We can now note that Lazarus – Jesus’s friend whom he raised from the grave – lent his name to the only character in the parables who has a name. We hear how the dogs licked Lazarus’s sores, so it’s reasonable to conclude that he was leprous. That’s why he’s stuck outside the gate. Did Jesus name this leper ‘Lazarus’ as a clue to how the raising of Lazarus differs from his own resurrection? Look at what happened: first Jesus called Lazarus out of the tomb – the dead man’s house. Then Jesus tells people to ‘unbind’ or ‘undress’ Lazarus – free him from a dead man’s clothes. These are the two outer layers in the laws about leprosy. That, however, is where it stops – Lazarus is obviously not stripped of his skin when he’s raised from the dead!
We may contrast that with Jesus’s passion: taken out of the praetorium (Pilate’s house) and then stripped of his garments, Jesus is afterwards flogged, symbolically removing his skin too. This points to a distinction between Lazarus’s raising, when he is returned to normal physical life, and Jesus’s resurrection. There is clearly something unusual about Jesus’s risen body – recognisable and yet unrecognisable, still marked by the nails, still able to eat, yet passing through locked doors and appearing and disappearing at will.

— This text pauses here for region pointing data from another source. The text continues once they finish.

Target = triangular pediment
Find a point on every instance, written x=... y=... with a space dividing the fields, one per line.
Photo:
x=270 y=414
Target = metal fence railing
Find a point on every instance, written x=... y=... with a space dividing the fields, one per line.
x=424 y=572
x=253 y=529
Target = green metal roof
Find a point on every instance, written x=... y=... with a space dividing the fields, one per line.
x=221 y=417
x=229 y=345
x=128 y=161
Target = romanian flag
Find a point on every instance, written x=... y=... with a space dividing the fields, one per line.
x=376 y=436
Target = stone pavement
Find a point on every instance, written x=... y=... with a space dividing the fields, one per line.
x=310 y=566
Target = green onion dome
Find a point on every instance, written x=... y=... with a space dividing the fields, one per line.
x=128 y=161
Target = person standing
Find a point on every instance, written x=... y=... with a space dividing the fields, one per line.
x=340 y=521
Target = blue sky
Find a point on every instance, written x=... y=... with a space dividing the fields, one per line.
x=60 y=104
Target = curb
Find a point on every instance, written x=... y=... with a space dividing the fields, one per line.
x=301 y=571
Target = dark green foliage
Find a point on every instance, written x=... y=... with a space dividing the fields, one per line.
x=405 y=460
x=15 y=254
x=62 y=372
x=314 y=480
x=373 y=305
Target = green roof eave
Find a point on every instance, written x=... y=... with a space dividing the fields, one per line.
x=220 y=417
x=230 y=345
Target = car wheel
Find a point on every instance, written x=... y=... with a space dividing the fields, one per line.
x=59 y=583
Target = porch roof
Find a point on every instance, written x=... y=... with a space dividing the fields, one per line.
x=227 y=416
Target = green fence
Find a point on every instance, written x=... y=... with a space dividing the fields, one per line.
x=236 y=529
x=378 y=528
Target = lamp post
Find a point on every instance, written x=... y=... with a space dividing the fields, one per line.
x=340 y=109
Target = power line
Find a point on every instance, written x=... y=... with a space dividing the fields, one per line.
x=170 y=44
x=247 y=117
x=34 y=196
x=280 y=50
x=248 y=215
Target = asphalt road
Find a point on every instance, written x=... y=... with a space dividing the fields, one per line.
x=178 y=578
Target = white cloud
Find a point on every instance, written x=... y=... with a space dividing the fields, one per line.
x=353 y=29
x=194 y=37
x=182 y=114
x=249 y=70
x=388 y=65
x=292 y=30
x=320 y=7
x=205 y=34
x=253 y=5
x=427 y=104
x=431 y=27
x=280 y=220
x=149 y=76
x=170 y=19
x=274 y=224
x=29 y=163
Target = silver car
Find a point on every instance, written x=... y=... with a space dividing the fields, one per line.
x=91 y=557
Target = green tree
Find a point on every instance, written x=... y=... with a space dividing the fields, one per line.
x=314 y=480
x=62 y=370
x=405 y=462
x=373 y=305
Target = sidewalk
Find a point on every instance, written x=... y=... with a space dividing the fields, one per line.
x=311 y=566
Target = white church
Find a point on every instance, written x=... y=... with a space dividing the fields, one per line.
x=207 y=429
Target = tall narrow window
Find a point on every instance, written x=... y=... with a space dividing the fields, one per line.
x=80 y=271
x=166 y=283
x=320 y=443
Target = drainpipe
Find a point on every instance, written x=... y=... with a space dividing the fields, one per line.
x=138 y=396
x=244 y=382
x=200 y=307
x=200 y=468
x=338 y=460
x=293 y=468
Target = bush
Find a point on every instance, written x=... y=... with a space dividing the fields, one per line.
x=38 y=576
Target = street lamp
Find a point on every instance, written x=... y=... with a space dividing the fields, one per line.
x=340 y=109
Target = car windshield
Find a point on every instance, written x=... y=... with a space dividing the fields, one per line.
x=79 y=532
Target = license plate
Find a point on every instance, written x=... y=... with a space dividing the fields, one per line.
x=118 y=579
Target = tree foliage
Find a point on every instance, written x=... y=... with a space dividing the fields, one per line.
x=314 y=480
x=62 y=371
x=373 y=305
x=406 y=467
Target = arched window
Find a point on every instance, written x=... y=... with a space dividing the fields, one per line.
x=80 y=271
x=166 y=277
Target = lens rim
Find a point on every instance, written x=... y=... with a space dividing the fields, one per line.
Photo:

I suggested before that our skin makes us distinct – in our skins we are present in the world, but made present precisely by being limited: I am here in my cell writing this, so I cannot simultaneously be sunning myself on a Caribbean beach. With Jesus it is not so – he is truly and bodily present everywhere the Eucharist is celebrated, on every altar and in every tabernacle. His risen bodily presence is without limit, and this has been symbolised by his scourging, once we recognise the significance of that scourging in the light of the Levitical laws on leprosy.
So, do read the Bible, because it tells you your story; and it’s a revelation!